August 21, 2018 at 8:21 a.m. EDT
President Trump stops to talk to reporters as he make his way to board the Marine One helicopter on the South Lawn of the White House on Friday. (Jabin Botsford/The Washington Post)

President Trump on Tuesday denied a report that he had considered restricting former president Barack Obama’s access to intelligence briefings, calling that an extraordinary step that he “never discussed or thought of.”

The New Yorker reported Monday that then-national security adviser H.R. McMaster had talked Trump out of the idea, which some White House officials were pushing last year in the wake of Trump’s assertion, without evidence, that Obama had ordered wiretapping of Trump Tower during the 2016 election campaign.

Living former presidents have access to intelligence briefings, in part because they often continue to meet with foreign leaders and represent the United States.

“Fake News, of which there is soooo much (this time the very tired New Yorker) falsely reported that I was going to take the extraordinary step of denying Intelligence Briefings to President Obama,” Trump wrote on Twitter on Tuesday morning. “Never discussed or thought of!”

Former CIA Director Leon Panetta said that President Trump may not have the authority to revoke former CIA Director John Brennan's security clearance. (Video: Reuters)

The notion of restricting Obama’s access to security briefings was sharply criticized by former intelligence officials.

Former CIA and National Security Agency director Michael V. Hayden called the idea “an almost unspeakable proposal” during an appearance on CNN on Monday night.

“It is so un-American, it’s hard to imagine that happening in any but the most autocratic governments in the world,” Hayden said.

The New Yorker report comes amid an uproar that has ensued since Trump last week revoked the security clearance of former CIA director John Brennan, accusing him of speaking irresponsibly about national security issues on television.
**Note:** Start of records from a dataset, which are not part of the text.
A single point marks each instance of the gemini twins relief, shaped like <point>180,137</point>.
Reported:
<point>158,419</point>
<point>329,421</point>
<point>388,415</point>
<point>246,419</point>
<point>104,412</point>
Trump is now looking at revoking the clearances of other current and former national security and intelligence officials who have criticized him or played a role in the probe of Russian interference in the 2016 election, an investigation that Trump routinely calls a “witch hunt.”

In a separate tweet Tuesday, Trump speculated that former director of national intelligence James R. Clapper Jr. was “being nice” to him so that he would not lose his security clearance.

Clapper, in fact, has joined scores of other former intelligence officials in criticizing Trump for revoking Brennan’s clearance. But Clapper has distanced himself from some of Brennan’s harsher criticism of Trump.

Brennan, for instance, called Trump’s behavior at a summit last month with Russian President Vladi­mir Putin “nothing short of treasonous.” And after his clearance was revoked last week, Brennan penned an op-ed saying Trump’s denials of collusion between his campaign and Russia were “hogwash.”

“John and his rhetoric have become an issue in and of itself,” Clapper said on CNN’s “State of the Union” on Sunday. “John is subtle like a freight train, and he’s going to say what’s on his mind.”

In his tweet Tuesday, Trump wrote: “Even James Clapper has admonished John Brennan for having gone totally off the rails. Maybe Clapper is being nice to me so he doesn’t lose his Security Clearance for lying to Congress!”

In 2013, Clapper was asked during an open Senate Intelligence Committee hearing whether intelligence officials collect data on Americans.

Clapper responded, “No, sir,” and, “Not wittingly.”

He was later accused by some lawmakers of lying to Congress after a series of news reports based on leaks by former National Security Agency contractor Edward Snowden showed that was not the case.

Clapper later said he had misinterpreted the question and made a mistake.